Even before coming out, you spoke openly about internal struggles in songs like “Dance.” Now that you’ve taken a step further, is the music becoming even more honest?
Oh yeah, 100%. With “Dance” and stuff, they’re quite artistic songs, and I feel like people can appreciate them. But I don’t know whether people can truly connect with them as much. I always write songs from a place of truth—with “Dance” I could say I was struggling with depression and anxiety—but I couldn’t necessarily explain the reasons why I was feeling down. I could never turn around and say, “It’s because I’ve basically been running from myself.” Moving forward, I feel like I can definitely be more honest and I can speak more as a person who has a story that can inspire others.
There is a connection between sexual identity and mental health, and it’s important that people share their stories.
Absolutely, and I feel like my upcoming EP is all about self-acceptance. And I think it’s about understanding that the world isn’t an Instagram filter, in a sense. It’s about trying to be honest and accepting of yourself for whoever you are, and I think that my EP is about that journey.
In “The City Don’t Care” and “What I Won’t Do” you touch on the idea of isolation. Is that something you’ve found having spent time in cities such as London and L.A.?
Cities can be incredibly isolating and lonely places, especially if you’re hiding a secret. I didn’t want to connect with people as much because I felt like I was lying to people. I would keep myself protected by keeping myself away, and that’s when I wrote “The City Don’t Care.” Cities can be a nightmare, hostile and isolating, but they can also be amazing. If you’re one of the lucky few that make the dream work, they can be the best places on earth. But there’s a dark side to every city, especially somewhere like Los Angeles, where everyone is striving for perfection: to look and be the best, to be rich.
Now that you’ve come to some acceptance of who you are, do you feel that you still have more to learn?
I’ve got such a long way to go. Some people think that when you come out of the closet the skies turn blue, rainbows are everywhere, and everything is wonderful. And that’s not the truth. You have to constantly keep coming out to people, and you also have to deal with things from your past. The journey doesn’t stop there; you still have to work at that self-acceptance.
If you could impart some wisdom to someone who was struggling to come to a self-realization of acceptance, what would you say?

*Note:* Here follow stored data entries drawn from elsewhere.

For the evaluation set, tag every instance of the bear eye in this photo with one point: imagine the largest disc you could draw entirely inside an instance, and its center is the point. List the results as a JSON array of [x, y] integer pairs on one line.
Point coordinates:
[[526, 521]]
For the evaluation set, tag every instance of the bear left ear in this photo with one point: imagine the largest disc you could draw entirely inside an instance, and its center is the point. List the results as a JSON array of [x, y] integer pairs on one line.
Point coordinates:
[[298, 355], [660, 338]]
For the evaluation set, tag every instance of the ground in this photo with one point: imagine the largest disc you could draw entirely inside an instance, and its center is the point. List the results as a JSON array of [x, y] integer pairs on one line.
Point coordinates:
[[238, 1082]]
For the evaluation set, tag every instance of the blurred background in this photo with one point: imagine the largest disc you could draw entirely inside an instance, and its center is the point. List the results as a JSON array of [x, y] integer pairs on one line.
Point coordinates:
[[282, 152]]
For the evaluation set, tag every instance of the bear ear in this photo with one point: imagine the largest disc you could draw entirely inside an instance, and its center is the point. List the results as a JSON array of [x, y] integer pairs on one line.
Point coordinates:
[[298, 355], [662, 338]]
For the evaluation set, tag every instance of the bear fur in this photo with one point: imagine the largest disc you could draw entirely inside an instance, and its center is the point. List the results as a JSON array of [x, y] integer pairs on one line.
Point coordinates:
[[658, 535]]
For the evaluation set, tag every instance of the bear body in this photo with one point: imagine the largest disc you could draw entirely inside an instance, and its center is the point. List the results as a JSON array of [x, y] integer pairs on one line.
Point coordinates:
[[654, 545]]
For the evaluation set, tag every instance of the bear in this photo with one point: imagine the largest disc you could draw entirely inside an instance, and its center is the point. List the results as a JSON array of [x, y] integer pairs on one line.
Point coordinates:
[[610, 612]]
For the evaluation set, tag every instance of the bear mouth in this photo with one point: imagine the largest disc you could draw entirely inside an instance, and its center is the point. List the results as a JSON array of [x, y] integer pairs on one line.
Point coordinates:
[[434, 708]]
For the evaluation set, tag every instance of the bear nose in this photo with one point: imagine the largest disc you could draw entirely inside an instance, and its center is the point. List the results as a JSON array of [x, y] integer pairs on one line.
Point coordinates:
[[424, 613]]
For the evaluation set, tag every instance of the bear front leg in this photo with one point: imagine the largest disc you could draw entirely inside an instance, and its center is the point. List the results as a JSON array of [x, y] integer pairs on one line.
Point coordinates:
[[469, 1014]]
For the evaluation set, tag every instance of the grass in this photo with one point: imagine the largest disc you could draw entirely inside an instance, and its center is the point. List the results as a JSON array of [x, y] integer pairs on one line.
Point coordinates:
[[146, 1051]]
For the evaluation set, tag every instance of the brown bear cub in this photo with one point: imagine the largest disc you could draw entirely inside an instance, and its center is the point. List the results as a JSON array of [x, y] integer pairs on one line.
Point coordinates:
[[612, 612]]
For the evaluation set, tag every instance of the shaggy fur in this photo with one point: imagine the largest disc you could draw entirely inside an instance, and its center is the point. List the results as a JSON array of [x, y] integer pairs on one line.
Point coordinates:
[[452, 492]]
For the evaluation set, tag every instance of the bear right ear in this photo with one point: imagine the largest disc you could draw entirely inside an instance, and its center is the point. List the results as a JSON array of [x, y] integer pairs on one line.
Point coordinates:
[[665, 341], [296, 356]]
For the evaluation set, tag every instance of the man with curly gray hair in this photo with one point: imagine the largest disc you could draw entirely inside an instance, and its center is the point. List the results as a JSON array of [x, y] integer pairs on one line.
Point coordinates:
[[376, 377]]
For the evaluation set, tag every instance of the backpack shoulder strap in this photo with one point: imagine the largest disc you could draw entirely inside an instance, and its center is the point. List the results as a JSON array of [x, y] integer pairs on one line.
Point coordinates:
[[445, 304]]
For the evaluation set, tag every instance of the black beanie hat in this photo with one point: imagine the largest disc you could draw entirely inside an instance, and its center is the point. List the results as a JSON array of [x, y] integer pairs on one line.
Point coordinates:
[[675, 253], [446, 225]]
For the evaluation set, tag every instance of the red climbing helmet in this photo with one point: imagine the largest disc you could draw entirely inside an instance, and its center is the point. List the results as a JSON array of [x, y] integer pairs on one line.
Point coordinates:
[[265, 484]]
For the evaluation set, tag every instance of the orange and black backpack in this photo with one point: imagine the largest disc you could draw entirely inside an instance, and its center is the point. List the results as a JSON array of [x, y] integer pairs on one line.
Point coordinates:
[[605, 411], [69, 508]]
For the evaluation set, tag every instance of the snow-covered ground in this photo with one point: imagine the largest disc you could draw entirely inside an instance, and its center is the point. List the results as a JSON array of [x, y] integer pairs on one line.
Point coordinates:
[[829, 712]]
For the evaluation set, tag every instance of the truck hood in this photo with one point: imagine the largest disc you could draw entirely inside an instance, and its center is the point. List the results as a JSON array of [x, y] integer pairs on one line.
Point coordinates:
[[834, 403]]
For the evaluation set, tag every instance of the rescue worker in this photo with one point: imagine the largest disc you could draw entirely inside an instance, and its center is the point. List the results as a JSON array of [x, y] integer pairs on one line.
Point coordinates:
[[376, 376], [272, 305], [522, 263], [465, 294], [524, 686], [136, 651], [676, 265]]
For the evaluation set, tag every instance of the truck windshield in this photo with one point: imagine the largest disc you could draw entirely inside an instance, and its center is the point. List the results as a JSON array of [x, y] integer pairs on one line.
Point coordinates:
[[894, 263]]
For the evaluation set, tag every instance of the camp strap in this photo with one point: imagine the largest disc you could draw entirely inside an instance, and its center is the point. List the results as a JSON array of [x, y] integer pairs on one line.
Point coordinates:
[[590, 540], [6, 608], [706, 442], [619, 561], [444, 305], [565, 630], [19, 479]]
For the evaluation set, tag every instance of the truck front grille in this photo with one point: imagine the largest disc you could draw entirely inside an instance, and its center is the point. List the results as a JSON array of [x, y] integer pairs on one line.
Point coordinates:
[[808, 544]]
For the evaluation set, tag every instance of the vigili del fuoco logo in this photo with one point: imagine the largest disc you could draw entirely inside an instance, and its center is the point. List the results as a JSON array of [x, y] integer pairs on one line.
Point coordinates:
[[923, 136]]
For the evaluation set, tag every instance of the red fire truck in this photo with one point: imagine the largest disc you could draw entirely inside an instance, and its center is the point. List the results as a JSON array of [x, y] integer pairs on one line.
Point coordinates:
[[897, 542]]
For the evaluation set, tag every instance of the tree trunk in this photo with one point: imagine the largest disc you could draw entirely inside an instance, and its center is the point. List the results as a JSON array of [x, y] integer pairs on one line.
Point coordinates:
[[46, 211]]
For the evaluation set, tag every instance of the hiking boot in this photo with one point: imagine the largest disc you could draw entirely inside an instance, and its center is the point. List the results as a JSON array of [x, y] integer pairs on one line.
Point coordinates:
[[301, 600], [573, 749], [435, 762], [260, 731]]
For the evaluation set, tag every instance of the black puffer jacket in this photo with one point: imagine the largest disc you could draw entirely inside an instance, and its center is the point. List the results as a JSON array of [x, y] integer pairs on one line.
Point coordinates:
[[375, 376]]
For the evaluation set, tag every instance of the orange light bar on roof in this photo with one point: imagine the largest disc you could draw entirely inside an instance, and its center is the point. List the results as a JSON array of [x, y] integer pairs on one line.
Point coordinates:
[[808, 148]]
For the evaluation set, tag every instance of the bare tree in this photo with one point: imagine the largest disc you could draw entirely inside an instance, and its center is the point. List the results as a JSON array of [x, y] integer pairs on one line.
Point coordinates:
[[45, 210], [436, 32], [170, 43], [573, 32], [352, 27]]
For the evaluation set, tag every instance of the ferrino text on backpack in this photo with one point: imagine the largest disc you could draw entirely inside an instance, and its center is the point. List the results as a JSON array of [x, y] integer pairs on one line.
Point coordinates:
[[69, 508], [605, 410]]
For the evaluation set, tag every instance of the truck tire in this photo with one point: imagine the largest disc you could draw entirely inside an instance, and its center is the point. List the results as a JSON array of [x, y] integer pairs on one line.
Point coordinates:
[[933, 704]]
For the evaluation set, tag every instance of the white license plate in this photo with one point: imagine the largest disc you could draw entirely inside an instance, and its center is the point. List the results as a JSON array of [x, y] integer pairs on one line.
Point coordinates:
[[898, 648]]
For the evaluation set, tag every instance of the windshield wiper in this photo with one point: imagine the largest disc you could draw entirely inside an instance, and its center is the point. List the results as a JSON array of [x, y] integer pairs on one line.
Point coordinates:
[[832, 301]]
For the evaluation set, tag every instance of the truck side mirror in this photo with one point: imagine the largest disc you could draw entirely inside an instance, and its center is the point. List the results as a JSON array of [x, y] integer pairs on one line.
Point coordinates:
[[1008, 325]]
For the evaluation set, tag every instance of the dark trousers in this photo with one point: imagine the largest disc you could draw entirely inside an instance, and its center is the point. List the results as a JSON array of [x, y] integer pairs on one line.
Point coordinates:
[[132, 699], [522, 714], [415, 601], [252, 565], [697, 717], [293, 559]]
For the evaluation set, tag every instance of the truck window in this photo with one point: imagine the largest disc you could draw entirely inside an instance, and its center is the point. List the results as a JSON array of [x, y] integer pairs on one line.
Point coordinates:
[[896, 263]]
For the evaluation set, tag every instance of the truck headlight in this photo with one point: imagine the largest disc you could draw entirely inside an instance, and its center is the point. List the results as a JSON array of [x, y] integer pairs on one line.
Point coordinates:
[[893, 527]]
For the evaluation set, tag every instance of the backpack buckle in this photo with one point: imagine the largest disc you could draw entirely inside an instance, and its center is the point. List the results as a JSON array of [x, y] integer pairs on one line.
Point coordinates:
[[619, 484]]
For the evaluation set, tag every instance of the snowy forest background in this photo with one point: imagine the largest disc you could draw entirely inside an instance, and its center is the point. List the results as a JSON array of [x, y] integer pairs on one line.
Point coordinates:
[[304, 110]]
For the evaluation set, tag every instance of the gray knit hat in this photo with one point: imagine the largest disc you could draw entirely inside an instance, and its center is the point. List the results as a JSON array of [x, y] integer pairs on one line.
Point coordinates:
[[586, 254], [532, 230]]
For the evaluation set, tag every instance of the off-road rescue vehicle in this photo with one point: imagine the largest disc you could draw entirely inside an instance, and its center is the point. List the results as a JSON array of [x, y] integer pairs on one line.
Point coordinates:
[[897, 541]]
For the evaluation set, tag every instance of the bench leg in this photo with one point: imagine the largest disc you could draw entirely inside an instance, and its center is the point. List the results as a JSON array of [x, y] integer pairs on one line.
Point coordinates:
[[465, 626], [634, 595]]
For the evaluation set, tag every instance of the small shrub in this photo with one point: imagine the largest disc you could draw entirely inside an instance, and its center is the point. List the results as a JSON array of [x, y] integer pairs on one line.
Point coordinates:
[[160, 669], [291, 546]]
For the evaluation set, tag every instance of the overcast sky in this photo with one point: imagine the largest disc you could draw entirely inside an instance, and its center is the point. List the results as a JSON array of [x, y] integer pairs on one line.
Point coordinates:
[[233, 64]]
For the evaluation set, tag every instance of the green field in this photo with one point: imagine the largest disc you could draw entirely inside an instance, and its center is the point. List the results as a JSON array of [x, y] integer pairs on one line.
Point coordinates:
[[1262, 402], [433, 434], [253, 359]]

It’s a tough one because we could all sit there and tell someone what we think they should do. That’s so easy to do. What’s hard to do is to try and put yourself in someone’s shoes and actually understand people’s individual situations. My whole thing would be to say to someone that you’ll know when you’re ready and to not be scared or worried to try and figure it out or ask for help. There are people out there who can help you. Learn to love and figure out yourself first before you start jumping around trying to do anything else. The change has got to come from you.